Flavio Cobolli, finaliste, qui a profité du forfait de Matteo Arnaldi victime d’un virus

«C’est un super joueur, qui a un grand cœur, qui est très amusant quand on le connaît, un type fantastique je l’aime beaucoup, ainsi que son père. Ce sont des gens vraiment sympas. Je me réjouis de jouer contre lui en finale. Pour lui, c’est sa première finale. Je suis déjà content pour lui qu’il soit arrivé en finale. On s’est rapprochés à la Laver Cup, à Berlin (en 2024).

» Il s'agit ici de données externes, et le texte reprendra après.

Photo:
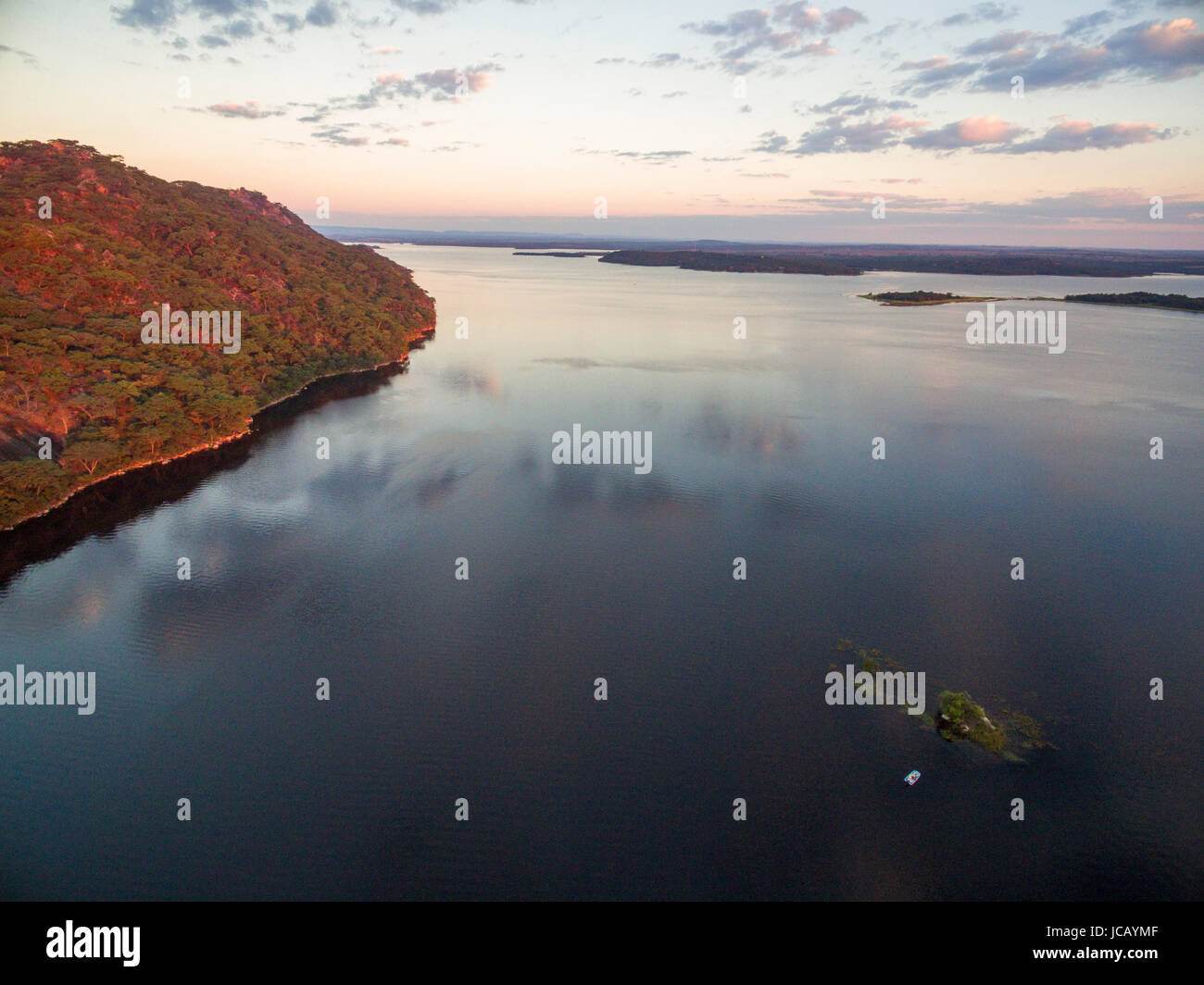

Et par moments, quand il y avait des moments difficiles, son père revenait, me posait des questions, posait des questions à mon père sur le tennis et différentes choses. J’étais toujours ravi de parler avec lui. Et c’est comme ça que ça a commencé. Et puis avec certaines personnes, c’est une évidence, et c’est le cas avec Flavio.»

La finale

«La seule chose que je peux contrôler, c’est d’essayer de jouer du bon tennis, de montrer mon niveau et faire ce qu’il faut : c’est la seule chose qui compte pour moi.»